I’m not sure Benjamin gave sufficient background to make any of us fully appreciate the idea – there’s two problems with it that I can see: first, it exists within the reality of economics, not the reality that we commonly deal with. Thus, it’s governed by the same economic laws that give me such a headache in PB AF 594, and understanding the concept requires a suspension of our own realities in order to appreciate the laws that govern the proposal. The second problem is that it’s not clear how this can be implemented within the current system.
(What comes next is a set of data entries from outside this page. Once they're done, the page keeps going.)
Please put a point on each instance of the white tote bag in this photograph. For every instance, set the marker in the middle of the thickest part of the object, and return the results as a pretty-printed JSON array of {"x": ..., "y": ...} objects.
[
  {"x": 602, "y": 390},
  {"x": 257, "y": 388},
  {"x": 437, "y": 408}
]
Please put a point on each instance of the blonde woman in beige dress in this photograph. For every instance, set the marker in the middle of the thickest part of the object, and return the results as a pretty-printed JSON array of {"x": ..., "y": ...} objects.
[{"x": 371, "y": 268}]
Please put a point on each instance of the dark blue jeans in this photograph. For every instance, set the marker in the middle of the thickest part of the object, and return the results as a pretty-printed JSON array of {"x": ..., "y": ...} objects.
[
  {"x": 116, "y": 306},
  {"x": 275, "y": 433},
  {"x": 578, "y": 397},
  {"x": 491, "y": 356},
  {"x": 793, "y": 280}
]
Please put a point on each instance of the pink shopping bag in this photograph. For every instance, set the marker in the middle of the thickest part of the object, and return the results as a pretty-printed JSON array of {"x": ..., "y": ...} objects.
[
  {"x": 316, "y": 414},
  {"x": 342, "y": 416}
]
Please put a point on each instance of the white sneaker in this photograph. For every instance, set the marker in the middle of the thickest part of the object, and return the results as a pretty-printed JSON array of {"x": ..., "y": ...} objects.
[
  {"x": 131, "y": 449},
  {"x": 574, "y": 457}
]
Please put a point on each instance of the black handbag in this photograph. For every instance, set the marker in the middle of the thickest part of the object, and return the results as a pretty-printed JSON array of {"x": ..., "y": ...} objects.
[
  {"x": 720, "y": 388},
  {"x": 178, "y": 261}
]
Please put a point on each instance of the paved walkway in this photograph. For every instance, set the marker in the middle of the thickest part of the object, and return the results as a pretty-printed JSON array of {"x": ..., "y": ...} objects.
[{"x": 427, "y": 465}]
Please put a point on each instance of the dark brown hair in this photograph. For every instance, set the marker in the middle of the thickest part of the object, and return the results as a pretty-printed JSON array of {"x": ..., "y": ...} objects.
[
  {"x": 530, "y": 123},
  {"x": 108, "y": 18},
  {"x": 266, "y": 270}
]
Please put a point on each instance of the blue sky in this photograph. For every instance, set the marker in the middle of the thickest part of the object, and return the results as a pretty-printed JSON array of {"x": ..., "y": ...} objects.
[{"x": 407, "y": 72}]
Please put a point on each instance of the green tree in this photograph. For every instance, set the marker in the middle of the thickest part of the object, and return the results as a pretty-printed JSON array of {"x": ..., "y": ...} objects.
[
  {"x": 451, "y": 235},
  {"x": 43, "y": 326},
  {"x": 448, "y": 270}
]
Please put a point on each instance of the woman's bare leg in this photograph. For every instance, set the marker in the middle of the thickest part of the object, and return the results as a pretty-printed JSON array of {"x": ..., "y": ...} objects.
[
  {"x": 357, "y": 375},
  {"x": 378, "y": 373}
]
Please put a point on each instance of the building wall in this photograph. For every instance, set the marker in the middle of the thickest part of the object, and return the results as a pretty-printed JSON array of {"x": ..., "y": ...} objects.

Is this a system that merely adds a tag to all messages that identify it as open-channel or “traditional”? How do you physically separate the two ecosystems without actually modifying the current e-mail structure, and how do you enforce proper usage of both ecosystems? An honor system in which we assume that the senders, the receivers, and the advertisers are all working to maximize their own utility (basically their net happiness) is perfect in economic theory because economic theory establishes that everyone will strive towards some theoretical maximum benefit, but in reality, it just doesn’t seem possible.

There was one thing that I want to follow up on – Benjamin mentioned the Attention-Bond Mechanism (Loder 2006) in his talk, so I’ll have to look up exactly what that entails (it’s a concept related to the acceptance or rejection of e-mail messages).